The study’s find­ings are sim­i­lar to ear­li­er research con­duct­ed by Dr. Lewis in 1988. Her work was cit­ed in an ami­cus brief filed last year by the Juvenile Law Center and more than 50 oth­er orga­ni­za­tions in sup­port of juve­nile offend­er Christopher Simmons. In his case, Roper v. Simmons, the Supreme Court will rule on the con­sti­tu­tion­al­i­ty of exe­cut­ing juve­nile offend­ers. A rul­ing is expect­ed before July 2005. The arti­cle regard­ing Dr. Lewis’s lat­est study,“Ethics Questions Raised by Neuropsychiatric, Neuropsychological, Educational, Developmental, and Family Characteristics of 18 Juveniles Awaiting Execution in Texas,” was recent­ly pub­lished in the Journal of the American Academy of Psychiatry and the Law. (32 American Academy of Psychiatry and the Law 408 (December 2004)). See Juvenile Death Penalty and Resources.

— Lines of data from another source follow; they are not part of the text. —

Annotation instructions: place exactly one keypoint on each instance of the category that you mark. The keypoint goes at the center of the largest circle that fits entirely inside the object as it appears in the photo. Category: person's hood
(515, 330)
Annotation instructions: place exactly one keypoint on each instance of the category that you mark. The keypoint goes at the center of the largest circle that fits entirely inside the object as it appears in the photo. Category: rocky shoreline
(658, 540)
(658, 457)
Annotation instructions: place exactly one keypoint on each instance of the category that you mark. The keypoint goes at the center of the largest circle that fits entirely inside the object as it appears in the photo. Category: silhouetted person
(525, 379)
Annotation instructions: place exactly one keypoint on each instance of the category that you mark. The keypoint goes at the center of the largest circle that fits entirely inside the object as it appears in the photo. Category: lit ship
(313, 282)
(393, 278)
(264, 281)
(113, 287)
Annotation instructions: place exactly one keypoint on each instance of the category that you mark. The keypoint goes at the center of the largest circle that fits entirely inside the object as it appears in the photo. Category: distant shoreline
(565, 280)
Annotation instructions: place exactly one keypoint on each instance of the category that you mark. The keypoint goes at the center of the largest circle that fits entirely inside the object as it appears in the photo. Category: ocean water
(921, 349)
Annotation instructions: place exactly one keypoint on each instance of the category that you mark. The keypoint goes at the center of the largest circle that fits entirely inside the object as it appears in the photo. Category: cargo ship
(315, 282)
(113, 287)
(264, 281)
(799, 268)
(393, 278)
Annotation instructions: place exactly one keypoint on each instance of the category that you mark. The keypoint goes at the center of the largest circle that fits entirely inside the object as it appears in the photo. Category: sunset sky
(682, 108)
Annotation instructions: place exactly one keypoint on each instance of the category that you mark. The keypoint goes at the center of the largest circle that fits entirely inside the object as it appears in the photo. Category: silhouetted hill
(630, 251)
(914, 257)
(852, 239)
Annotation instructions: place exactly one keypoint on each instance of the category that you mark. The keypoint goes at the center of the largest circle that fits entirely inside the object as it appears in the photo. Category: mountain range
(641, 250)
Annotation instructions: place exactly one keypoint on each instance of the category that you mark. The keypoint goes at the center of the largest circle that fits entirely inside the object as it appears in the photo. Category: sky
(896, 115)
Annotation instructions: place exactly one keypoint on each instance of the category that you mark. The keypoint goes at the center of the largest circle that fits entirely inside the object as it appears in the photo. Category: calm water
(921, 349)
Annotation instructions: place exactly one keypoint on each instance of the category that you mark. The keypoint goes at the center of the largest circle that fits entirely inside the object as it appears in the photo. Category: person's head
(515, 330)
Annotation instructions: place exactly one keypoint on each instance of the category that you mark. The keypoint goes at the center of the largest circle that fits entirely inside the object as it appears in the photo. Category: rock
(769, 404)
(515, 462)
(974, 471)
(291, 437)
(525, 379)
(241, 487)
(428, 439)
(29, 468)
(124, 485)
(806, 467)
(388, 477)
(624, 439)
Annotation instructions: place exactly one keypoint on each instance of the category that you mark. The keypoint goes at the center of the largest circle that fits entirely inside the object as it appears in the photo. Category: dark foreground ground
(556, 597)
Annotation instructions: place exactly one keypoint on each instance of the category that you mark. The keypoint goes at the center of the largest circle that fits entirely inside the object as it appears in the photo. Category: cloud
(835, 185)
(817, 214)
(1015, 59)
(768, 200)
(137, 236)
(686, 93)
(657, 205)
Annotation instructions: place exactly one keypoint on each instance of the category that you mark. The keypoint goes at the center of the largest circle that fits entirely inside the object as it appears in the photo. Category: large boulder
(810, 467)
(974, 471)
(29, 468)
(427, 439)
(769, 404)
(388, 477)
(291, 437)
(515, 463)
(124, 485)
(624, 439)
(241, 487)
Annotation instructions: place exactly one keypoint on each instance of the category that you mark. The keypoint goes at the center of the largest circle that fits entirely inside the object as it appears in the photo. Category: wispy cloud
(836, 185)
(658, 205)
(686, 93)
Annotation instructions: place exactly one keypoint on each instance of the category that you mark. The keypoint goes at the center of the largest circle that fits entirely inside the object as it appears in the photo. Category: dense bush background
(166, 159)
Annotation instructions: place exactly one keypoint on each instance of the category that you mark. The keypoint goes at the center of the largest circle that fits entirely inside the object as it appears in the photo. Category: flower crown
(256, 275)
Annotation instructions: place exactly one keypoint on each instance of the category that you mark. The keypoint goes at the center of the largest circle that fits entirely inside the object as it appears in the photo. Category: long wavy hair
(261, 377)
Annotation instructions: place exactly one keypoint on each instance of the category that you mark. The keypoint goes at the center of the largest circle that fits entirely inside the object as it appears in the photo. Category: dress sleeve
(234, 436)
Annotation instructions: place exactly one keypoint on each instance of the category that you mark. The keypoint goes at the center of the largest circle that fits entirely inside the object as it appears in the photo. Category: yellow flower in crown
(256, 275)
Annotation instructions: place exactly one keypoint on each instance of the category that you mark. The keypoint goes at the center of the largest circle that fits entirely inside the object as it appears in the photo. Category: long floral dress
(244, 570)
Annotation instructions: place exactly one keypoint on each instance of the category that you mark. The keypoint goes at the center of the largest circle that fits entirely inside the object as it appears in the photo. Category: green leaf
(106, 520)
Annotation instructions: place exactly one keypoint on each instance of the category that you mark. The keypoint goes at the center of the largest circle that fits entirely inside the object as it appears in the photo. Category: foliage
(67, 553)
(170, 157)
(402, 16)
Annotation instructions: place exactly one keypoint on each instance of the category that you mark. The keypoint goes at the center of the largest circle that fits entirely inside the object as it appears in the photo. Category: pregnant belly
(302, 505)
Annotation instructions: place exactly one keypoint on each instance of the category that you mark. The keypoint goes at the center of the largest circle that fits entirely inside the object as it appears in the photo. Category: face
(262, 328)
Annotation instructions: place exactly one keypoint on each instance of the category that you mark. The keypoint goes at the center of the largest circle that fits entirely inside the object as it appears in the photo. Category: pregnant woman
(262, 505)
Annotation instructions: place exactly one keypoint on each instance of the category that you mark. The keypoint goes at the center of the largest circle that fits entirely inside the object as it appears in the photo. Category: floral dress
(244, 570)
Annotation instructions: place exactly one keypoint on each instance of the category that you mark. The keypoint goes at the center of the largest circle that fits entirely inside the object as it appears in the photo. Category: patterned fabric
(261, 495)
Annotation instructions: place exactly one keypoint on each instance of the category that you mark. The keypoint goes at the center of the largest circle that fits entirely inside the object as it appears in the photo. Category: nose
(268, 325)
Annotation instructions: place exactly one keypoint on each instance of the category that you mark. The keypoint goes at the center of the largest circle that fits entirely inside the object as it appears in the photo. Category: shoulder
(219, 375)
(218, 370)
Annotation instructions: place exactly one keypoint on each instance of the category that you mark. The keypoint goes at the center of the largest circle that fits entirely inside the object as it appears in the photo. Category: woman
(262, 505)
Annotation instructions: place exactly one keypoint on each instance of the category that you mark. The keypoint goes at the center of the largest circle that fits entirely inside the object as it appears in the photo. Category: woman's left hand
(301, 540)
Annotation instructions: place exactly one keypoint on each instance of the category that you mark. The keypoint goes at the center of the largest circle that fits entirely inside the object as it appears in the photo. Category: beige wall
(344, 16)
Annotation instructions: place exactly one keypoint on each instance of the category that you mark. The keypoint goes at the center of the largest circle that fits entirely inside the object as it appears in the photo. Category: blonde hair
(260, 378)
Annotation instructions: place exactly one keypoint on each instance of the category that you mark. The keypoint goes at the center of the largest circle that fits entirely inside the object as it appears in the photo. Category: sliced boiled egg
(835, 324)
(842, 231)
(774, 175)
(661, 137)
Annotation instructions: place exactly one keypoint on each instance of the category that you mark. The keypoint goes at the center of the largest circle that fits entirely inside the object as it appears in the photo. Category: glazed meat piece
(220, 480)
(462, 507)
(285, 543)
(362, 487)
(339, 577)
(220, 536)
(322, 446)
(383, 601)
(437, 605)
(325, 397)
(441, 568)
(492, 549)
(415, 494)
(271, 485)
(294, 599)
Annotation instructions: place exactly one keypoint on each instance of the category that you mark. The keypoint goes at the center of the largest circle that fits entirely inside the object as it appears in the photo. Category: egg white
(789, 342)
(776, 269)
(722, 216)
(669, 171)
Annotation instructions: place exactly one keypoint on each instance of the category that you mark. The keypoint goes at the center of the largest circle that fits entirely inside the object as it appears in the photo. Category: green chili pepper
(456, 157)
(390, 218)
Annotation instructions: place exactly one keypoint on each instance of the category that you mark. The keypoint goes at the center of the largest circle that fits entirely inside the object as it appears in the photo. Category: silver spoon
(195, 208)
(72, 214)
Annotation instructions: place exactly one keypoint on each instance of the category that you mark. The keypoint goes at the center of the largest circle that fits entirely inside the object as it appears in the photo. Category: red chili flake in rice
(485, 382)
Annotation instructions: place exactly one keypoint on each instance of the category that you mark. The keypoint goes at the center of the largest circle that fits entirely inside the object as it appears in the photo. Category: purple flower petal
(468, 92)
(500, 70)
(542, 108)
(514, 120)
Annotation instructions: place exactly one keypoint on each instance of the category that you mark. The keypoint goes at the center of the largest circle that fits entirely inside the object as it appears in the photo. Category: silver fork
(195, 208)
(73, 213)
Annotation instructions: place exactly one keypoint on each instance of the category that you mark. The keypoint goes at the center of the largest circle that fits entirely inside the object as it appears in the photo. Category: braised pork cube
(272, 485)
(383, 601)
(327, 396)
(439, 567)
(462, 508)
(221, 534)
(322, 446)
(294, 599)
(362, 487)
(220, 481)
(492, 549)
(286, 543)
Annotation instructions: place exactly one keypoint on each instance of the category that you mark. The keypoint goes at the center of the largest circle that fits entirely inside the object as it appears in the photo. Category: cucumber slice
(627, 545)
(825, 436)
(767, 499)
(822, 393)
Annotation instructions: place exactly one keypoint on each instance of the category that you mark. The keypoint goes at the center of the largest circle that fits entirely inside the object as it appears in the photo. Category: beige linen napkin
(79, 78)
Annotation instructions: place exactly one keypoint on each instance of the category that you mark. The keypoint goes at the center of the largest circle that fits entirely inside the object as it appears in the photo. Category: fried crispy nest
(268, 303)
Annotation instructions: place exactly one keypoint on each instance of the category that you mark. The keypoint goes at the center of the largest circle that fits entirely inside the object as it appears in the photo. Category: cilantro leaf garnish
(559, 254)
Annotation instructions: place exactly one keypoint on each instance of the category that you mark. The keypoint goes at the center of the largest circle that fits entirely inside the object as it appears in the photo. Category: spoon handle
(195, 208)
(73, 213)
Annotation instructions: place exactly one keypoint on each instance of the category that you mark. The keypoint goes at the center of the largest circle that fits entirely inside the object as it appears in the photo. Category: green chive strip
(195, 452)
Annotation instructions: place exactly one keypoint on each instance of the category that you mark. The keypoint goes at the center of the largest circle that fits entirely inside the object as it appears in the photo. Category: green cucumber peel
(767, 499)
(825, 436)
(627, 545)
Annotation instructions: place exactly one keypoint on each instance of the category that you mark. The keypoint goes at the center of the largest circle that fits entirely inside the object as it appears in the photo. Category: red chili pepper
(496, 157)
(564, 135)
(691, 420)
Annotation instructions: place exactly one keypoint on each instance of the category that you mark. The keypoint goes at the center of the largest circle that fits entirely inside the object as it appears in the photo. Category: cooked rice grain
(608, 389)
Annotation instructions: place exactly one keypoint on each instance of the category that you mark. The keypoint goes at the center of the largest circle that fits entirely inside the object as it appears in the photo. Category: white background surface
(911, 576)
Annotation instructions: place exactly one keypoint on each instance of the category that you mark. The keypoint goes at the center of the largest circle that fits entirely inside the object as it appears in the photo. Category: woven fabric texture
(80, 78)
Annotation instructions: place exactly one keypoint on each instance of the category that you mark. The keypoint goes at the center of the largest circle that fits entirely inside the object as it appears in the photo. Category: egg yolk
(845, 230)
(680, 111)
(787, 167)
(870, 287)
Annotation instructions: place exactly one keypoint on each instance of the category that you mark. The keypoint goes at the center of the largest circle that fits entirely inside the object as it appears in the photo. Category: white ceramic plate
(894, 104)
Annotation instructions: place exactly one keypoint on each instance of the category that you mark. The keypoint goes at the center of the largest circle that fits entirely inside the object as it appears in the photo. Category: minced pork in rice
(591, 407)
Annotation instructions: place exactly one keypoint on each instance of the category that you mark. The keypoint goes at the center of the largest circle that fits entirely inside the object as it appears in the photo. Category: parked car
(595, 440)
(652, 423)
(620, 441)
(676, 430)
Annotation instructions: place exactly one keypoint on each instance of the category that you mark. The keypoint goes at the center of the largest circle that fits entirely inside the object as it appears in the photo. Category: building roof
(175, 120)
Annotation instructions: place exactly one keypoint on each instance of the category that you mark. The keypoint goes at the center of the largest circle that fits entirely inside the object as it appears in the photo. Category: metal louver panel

Arizona Case Exposes Prosecutorial Misconduct and Wrongful Convictions

In an exam­i­na­tion of the case against three men sen­tenced to death for a triple mur­der that occurred in Tucson’s El Grande Market, reporter Jeffrey Toobin in the New Yorker describes the inci­dents that led to the fall of the lead pros­e­cu­tor, Kenneth Peasley, for pre­sent­ing false evi­dence in the case. Only one of the co-defen­dants, Martin Soto-Fong, remains on Arizona’s death row. Of the oth­er two defen­dants, Christopher McCrimmon was acquit­ted at a re-tri­al in 1997, and Andre Minnett had his con­vic­tion reversed in 1996, with sub­se­quent pros­e­cu­tion barred on dou­ble jeop­ardy grounds in 2002 because of Peasely’s inten­tion­al mis­con­duct. In 2004, Peasley was dis­barred for his actions in the El Grande case. Soto-Fong, who was 17-years-old and a for­eign nation­al when the crime occurred, is appeal­ing in fed­er­al court and has main­tained his inno­cence. Recently, a new wit­ness has emerged point­ing to oth­er defen­dants and exclud­ing the three who were orig­i­nal­ly con­vict­ed. (J. Toobin, Killer Instincts,” The New Yorker, January 17, 2005). See Innocence.